Медицинский персонал ворчал, особенно врачи. Земмельвейс раздражал их своей «идиотской» чистоплотностью. Он разъяснял, он увещевал, он приставал к сиделкам и сестрам, мучил акушерок, обрушивался на студентов и даже почтенных врачей, заставляя всех дезинфицировать не только руки, но и инструменты, щипцы, бандажи, даже судна. Просто маниак.
Он получил кафедру в Будапештском университете. В университетской клинике роженицы лежали на ломаных кроватях, под рваными одеялами, на тюфяках, из которых торчала солома. Комнаты были полны дымом из химических лабораторий и вонью из больньчных уборных и покойницкой, доносившейся со двора, куда выходили окна. Даже эту клинику неутомимо, настойчиво, восстанавливая всех против себя, он сумел защитить от смерти. Чистота была его единственным средством. Он не ставил никаких опытов. У него не было ни помощников, ни средств на нужные исследования. Ни одного опытного животного, ни одной пробирки. Он не имел понятия о микробах. Этот фантастический венгерец вытирал пот с высокого, смелого лба. Не выходил из палат родильного отделения, уничтожая малейшие источники заражения, за двумя небольшими исключениями: он не знал, что здоровые с виду врачи и акушерки могут быть носителями стрептококков, и не подозревал опасности половых сношений непосредственно перед родами.
В 1856 г. он сделал свое последнее открытие. В университетском госпитале он достиг замечательных результатов: роженицы больше не умирали. Но вдруг смертность вспыхнула снова. Погибали женщины, рожавшие на постельном белье, зараженном гнойными выделениями ранее умерших больных.
Госпитальное начальство экономило на стирке белья. Земмельвейс поднял шум, но ничего не добился, и в этом нельзя особенно винить начальство, которое, в конце концов, нисколько не рисковало погибнуть от родов. Земмельвейс взвыл. Он схватил смертоносные грязные простыни и отправился с ними в служебный кабинет к директору здравоохранения фон Тандлеру, этот изящный господин содрогнулся - и матери перестали умирать...

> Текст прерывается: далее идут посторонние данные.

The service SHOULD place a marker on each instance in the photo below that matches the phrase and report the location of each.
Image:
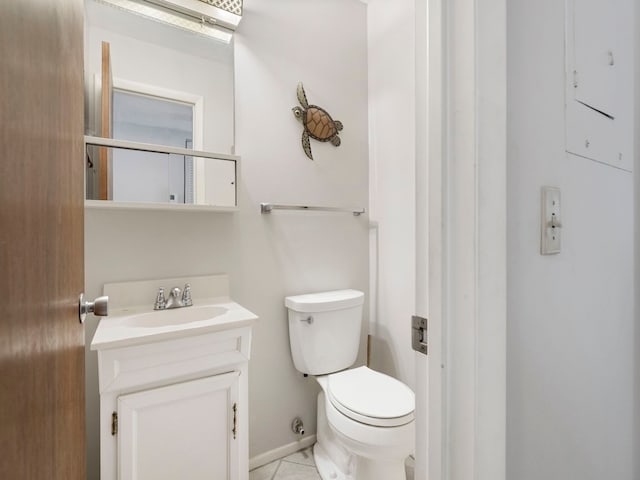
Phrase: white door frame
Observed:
(461, 254)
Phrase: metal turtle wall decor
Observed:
(316, 123)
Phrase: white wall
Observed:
(155, 54)
(571, 348)
(391, 47)
(279, 43)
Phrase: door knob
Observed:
(99, 307)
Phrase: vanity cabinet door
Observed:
(185, 430)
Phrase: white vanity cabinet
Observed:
(175, 408)
(173, 384)
(184, 430)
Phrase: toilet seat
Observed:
(371, 397)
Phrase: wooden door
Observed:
(186, 430)
(42, 406)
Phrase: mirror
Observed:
(172, 90)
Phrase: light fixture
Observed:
(212, 18)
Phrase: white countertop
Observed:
(137, 325)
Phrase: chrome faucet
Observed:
(177, 298)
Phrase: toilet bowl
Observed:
(365, 427)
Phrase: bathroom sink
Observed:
(176, 316)
(137, 325)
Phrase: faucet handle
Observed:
(161, 302)
(186, 295)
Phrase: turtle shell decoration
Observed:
(316, 122)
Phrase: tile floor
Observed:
(298, 466)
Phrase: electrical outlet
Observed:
(551, 225)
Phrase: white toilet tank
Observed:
(324, 330)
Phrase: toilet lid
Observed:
(371, 397)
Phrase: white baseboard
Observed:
(276, 453)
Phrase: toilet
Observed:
(365, 427)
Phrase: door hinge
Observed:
(235, 420)
(419, 334)
(114, 423)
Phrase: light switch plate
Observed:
(551, 225)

Гроза готовилась изнутри. За одиннадцать лет он нашел только двух сторонников среди всех профессоров Европы. В то же время повсюду десятки тысяч матерей продолжали умирать. То здесь, то там вспыхивали так называемые эпидемии родильной горячки с такой силой, что родильные дома закрывались. Но при этом так увеличивалось число абортов, детоубийств и подкидывание детей, что их приходилось снова открывать.
До сих пор Земмельвейс не напечатал ни одного слова: он только писал своим коллегам простые, грубоватые письма, сообщая о полученных результатах. Они не обращали на него внимания. В Вене продолжали смеяться над ним. Наконец ему надоело, что там его называют «сумасшедшим из Будапешта», надоел Браун, лгавший, что при дезинфекции хлорной водой смертность от родильной горячки нисколько не уменьшалась, и в 1861 г. шедевр Семмельейса «Этиология: происхождение и профилактика родильной горячки» появился перед смущенными взорами европейских гинекологов. Не существует более нелепой, путанной, многословной, полной повторений и в то же время более точной, классической и душераздирающей учёной статьи. Оглушенные светила гинекологии ответили на этот документ молчанием - им нечего было ответить.